Sunday 25 March 2012

A Taste of Serbia

I recently returned from a trip to Belgrade, the capital of former Yugoslavian country Serbia. If I'd been hoping for a relaxing, cheery holiday I would most definitely have been disappointed. The museums were lacklustre, the streets lined with rubbish and very few restaurants used the Latin alphabet making trying to decipher the Cyrillic words of a menu the biggest activity of my visit (as a vegetarian this was especially difficult).

My trip was certainly an interesting one, however. I spent an afternoon with two men who work in the sex industry. While the two men were friends (often working together as a safety measure) their circumstances were very different. One man, we'll call him Tomas, was very confident with his role and, he explained to me through an interpreter, very much enjoyed having sex with his male clients. He even proudly showed me intimate pictures of himself dressed in revealing women's clothing (and one of him not dressed at all). The other sex worker - whom I shall refer to as Raz - did not feel happy with job he did for a living. As a man from the Roma community, Raz feels utter shame with what he does for money. That he still lives with his parents brings this shame to him everyday.

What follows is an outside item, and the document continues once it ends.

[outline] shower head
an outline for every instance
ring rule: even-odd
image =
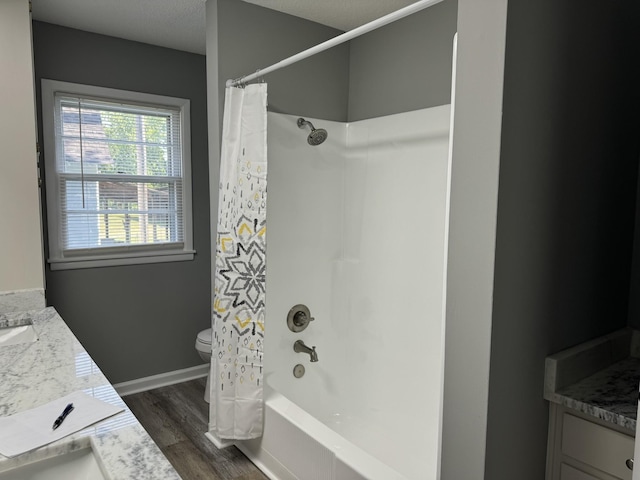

So while Tomas experiences many of the difficulties that all sex workers face: occasional abuse from clients, persecution from arbitrary laws and practices towards those perceived as 'prostitutes' on the streets of Belgrade, Raz endures this and more. Tomas's parents know that he is gay, even if he hasn't explained to them how he pays the rent each month. Raz could never tell his family that he sells sex. When he was imprisoned for soliciting sex, he lie to his family about why he was there: 'It would be less shameful to tell my family I murdered someone than admit I am a prostitute.'

What my encounter with Tomas and Raz taught me was that I, despite considering myself open-minded - had been completely blind to the wider picture about sex workers. Not only are they not just women: they're not just exploited and they're not just victims. There are a whole complex set of reasons why a person sells sex ranging from those who are trafficked for sexual exploitation to those whose economic situation pushes them there through to those who have an active desire to sell sex for no other reason than that they want to. This is not a perversion and it does not necessarily mean they have been abused, or forced into doing this.

My meeting with Raz was also my first encounter with the difficulties faced by the Roma community in Serbia. For while Serbia's overall unemployment rate is 40%, discrimation is such that the figure is probably double for Roma people who, as far as a I could see, live in what amounts to small-scale shanty towns dotted around the city.

Above all Belgrade was a miserable place to be. The abandoned construction works, bombed buildings, and extremist graffiti were the biggest factors in this. But the largest contributor to this feeling of malaise was in the people I met. Above all they were pessimistic about getting jobs, pessimistic about the ability of their government to make any changes for the better, pessimistic about the upcoming elections, pessimistic about any improvement in conditions for the vulnerable when (or if?) Serbia joins the EU and pessimistic about any imminent economic recovery. For Serbians, the future is most certainly not bright.